Top of the Bottom Line

Allan Pepper, former owner of The Bottom Line, is releasing "The Bottom Line Archives Series,” a collection of recordings from the historic club's heyday.

Photo courtesy of Bottom Line Archive

Every day, Allan Pepper feels nostalgic for the Bottom Line, the Greenwich Village rock club he co-founded in 1974.

“It’s been closed 10 years now, but I think about it all the time. I spent 30 years of my life there,” he says on the phone from his home in Tenafly. “All you have to do is look around social media and you see how meaningful the place was to people. There are so many memories out there.”

Springsteen played musical landscape-altering showcase gigs at the Bottom Line in the 70s. Lou Reed recorded his live album “Live: Take No Prisoners” there in 1978. In 1981, months before he died, Harry Chapin put on his 2000th show at the Bottom Line.

And the 400-seat club hosted scores of other performances that ought to live on in the collective mind of rock fans, says Pepper, now 72.

Which is why, in an effort to keep the music from fading, he and a fellow Jerseyan, Gregg Bendian, of Teaneck, are getting it circulating again. In March they introduced “The Bottom Line Archives Series,” a collection of recordings from the club’s heyday.

The first batch came out March 24 and consists of “Kenny Rankin Plays The Beatles & More,” a 1990 show that captures Rankin tearing into songs Sir Paul McCartney himself had a hand in suggesting; the only official live release of a show by the jazz-rock fusion outfit the Brecker Brothers Band, from 1976; and an album that combines two shows, one from 1980 and the other from 2000, by Willie Nile, still a cult favorite on the New York rock scene.

Those three albums kicked off the archives albums because Pepper and Bendian, who use to perform at the Bottom Line with his band the Mahavishnu Project, thought they were particularly strong. Also for a more practical reason: they were relatively easy to produce. Titles to come, especially early 70s concerts, will need significant restoration and remastering, Pepper says.
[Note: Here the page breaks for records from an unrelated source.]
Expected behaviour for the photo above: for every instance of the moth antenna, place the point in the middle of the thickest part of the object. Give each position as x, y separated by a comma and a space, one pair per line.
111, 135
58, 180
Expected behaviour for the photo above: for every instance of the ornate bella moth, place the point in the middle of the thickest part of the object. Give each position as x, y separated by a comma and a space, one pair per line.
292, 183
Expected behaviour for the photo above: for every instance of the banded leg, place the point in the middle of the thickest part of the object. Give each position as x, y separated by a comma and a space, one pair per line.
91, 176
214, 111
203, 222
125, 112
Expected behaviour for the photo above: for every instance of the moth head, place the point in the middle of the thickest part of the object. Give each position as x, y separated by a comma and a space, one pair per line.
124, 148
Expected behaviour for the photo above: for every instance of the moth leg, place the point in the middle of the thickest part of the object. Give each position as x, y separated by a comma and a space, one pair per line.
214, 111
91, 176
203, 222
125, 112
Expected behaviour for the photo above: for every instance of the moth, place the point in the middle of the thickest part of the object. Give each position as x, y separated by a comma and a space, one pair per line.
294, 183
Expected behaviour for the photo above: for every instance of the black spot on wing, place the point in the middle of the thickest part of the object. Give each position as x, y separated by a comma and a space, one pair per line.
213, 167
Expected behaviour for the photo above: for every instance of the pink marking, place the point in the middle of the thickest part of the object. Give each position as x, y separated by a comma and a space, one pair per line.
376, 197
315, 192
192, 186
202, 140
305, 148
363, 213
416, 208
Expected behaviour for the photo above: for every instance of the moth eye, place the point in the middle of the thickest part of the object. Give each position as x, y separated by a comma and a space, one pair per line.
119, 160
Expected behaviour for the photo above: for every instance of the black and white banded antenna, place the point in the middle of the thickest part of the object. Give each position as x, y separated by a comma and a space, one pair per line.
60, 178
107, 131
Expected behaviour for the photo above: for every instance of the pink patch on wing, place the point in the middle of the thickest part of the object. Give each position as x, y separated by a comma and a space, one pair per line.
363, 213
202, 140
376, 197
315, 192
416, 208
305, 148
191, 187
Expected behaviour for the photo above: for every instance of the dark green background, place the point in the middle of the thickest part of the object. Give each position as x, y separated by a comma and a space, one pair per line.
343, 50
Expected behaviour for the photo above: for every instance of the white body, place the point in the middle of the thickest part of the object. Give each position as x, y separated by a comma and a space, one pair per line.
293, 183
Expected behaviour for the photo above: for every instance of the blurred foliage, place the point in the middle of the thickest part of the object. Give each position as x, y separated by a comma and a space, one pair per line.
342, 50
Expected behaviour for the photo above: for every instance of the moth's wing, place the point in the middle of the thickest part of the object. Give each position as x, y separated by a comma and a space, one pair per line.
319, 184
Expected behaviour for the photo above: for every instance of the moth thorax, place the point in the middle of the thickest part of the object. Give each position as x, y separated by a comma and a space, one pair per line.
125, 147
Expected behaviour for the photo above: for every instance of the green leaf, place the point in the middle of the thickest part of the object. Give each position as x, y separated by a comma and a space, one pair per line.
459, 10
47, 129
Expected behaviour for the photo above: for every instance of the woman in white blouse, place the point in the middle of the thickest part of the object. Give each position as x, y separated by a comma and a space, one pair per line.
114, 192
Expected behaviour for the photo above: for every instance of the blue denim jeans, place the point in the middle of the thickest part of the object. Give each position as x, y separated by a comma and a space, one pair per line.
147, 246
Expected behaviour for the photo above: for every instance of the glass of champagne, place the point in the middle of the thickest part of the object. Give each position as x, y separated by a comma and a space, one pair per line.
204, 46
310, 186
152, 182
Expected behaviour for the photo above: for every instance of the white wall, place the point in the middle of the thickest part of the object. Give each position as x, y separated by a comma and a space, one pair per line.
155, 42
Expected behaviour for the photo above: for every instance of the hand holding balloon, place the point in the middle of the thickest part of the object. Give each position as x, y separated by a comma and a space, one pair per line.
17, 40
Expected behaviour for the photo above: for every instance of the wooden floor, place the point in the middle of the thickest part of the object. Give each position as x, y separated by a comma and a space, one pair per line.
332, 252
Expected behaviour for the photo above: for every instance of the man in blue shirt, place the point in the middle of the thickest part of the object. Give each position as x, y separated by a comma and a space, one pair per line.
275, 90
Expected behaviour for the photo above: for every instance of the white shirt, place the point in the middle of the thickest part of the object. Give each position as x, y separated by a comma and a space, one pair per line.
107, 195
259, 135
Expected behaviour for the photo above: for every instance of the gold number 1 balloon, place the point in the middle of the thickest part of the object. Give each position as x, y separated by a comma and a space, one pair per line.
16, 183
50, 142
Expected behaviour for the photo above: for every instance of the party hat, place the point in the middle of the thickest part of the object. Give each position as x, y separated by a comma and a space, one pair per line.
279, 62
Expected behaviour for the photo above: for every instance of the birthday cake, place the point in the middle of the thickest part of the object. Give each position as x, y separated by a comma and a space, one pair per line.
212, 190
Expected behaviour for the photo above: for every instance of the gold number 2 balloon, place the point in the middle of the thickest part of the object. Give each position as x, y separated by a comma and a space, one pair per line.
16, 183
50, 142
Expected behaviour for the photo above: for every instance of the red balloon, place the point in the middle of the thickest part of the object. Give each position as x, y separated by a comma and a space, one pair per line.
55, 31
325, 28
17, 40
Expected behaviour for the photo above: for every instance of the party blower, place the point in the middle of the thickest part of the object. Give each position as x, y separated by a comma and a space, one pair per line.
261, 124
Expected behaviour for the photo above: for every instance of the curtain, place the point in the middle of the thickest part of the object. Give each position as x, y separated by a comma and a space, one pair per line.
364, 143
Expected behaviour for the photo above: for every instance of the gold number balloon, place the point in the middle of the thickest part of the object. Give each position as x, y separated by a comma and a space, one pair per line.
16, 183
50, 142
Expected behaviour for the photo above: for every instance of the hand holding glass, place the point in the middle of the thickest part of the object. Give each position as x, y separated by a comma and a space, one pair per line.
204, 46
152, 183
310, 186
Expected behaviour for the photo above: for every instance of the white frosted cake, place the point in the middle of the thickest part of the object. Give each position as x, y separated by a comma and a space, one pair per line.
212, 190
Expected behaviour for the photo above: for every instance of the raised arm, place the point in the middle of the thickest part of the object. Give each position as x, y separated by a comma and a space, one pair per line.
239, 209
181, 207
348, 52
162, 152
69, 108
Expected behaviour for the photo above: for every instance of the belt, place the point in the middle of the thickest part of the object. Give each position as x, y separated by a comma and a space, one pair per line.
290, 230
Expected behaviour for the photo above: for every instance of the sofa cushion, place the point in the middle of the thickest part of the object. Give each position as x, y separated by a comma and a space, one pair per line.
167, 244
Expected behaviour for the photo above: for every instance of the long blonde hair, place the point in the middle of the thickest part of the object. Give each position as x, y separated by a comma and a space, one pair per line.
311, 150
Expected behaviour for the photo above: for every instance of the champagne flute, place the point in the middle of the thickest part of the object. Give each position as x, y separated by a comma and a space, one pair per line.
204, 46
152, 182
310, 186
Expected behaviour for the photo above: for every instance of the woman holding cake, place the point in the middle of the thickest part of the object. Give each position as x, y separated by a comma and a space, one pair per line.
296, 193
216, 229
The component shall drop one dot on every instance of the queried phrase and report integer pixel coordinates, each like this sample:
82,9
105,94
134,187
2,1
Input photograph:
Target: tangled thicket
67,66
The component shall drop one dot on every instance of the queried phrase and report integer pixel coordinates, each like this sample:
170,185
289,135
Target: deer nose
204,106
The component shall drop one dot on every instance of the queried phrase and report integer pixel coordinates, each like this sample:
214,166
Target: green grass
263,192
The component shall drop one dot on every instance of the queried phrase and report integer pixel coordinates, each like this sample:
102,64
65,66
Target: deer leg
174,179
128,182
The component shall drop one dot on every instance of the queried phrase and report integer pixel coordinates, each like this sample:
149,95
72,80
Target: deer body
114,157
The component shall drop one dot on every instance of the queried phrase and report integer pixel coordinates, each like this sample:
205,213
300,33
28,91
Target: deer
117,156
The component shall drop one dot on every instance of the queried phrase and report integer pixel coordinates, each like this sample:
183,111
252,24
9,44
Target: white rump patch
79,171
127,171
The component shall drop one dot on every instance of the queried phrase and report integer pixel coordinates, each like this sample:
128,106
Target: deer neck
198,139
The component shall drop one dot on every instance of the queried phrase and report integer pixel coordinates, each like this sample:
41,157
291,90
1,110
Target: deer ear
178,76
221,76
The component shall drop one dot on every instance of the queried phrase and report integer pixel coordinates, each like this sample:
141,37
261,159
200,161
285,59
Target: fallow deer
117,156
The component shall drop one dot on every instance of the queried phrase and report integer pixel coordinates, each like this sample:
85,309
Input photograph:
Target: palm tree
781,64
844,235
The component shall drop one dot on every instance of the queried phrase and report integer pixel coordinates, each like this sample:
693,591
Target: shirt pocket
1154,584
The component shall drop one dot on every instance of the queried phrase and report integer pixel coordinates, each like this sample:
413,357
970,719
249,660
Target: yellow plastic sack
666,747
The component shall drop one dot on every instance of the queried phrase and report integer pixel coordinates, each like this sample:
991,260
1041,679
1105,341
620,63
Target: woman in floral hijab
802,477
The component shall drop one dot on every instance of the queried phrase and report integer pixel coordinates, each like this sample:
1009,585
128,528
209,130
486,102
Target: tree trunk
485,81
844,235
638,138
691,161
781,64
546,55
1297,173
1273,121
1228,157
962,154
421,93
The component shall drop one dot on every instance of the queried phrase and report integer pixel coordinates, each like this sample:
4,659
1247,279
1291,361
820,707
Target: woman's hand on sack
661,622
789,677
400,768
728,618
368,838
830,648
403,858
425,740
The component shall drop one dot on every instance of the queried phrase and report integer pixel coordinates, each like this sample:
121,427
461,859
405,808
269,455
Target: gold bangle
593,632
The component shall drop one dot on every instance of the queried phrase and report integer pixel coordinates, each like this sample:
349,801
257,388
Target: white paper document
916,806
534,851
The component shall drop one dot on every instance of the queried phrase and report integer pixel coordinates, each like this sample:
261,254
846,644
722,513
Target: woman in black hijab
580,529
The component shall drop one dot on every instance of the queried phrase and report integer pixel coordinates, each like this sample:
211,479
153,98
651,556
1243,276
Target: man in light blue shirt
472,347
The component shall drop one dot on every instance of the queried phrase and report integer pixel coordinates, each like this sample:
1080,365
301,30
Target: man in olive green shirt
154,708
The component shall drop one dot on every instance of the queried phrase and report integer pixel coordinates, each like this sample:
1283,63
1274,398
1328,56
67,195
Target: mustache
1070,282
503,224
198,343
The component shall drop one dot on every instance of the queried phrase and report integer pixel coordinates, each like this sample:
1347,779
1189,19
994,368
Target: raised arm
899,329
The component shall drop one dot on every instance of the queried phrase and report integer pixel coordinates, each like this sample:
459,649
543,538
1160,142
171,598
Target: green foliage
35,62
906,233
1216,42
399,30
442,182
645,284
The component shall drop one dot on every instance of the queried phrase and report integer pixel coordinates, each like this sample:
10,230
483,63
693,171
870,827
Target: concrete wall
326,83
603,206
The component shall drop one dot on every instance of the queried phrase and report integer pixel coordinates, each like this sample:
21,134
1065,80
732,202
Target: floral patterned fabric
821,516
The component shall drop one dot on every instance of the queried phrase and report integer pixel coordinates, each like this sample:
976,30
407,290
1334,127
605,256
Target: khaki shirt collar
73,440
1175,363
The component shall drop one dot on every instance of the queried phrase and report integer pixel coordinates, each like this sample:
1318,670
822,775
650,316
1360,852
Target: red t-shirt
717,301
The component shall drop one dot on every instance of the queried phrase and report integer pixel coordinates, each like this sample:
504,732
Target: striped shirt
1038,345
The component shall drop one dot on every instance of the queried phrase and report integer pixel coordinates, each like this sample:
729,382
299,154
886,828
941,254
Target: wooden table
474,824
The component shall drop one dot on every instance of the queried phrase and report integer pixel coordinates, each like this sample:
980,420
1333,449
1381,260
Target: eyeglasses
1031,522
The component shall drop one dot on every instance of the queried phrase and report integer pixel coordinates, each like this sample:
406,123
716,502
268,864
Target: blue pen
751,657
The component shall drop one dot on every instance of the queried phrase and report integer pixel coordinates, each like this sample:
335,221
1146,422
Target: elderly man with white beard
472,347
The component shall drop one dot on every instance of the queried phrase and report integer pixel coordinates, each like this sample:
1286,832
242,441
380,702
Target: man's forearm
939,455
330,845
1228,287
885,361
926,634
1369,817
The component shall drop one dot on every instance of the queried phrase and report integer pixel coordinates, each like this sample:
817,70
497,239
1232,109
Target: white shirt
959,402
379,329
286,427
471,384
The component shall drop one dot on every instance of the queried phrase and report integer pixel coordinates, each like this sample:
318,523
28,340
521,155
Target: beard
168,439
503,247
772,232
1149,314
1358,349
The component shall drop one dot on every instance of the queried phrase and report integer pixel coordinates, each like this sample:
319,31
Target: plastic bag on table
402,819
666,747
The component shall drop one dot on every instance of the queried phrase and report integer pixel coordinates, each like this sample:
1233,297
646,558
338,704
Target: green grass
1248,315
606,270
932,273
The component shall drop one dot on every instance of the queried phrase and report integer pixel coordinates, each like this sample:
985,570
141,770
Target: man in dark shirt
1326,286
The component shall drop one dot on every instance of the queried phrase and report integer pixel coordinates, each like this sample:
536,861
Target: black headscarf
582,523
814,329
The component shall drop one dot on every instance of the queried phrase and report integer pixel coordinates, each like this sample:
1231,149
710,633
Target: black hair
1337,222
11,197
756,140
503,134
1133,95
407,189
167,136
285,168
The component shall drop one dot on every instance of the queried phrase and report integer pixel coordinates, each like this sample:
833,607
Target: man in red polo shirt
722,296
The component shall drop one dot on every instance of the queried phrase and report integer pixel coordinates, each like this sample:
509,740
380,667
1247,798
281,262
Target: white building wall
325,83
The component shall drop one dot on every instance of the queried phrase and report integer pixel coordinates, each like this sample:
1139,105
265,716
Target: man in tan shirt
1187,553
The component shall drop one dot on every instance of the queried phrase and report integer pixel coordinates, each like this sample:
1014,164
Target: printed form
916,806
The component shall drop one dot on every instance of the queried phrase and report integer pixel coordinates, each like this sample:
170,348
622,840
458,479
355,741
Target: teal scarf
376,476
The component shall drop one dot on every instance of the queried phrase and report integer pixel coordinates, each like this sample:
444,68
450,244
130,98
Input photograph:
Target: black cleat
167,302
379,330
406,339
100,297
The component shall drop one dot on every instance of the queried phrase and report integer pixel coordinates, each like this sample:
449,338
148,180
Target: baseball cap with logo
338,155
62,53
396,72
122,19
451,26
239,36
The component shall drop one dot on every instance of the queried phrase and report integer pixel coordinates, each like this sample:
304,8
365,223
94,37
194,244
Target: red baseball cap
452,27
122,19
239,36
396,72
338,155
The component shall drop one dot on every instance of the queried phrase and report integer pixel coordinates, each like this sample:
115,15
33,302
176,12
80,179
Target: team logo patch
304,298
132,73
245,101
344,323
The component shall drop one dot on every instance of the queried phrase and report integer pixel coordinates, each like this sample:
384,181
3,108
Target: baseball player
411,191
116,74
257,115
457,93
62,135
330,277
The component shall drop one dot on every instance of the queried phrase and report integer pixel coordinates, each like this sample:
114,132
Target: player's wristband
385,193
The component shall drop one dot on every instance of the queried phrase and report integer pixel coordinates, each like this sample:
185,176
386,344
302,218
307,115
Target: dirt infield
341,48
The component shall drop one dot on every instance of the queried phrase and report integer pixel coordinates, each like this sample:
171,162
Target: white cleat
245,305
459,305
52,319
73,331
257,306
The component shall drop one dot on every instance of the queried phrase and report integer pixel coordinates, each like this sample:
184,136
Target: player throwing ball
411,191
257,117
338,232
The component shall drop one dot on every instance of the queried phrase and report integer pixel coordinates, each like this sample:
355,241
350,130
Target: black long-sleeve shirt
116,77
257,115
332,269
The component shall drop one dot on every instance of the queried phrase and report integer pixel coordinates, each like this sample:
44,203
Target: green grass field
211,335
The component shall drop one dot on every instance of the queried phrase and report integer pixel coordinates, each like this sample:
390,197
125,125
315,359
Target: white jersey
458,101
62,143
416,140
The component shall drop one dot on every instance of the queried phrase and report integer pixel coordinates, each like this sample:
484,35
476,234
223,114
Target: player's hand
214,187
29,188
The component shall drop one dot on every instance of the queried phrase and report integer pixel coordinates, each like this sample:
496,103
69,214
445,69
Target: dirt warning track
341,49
Still, the pair are planning a quarterly rollout of more than 24 albums over the next two years, including live sets by John Hiatt, Chapin, Emmylou Harris, Janis Ian, Ralph Stanley and Jorma Kaukonen.

Pepper, who has lived in Tenafly since 1978, says the records are time capsules; a way to relive formative, generation-defining musical experiences. There’s also a warm and fuzzy element: “You had the sense you were right in your own living room when you saw live music there,” he says. “People loved that.”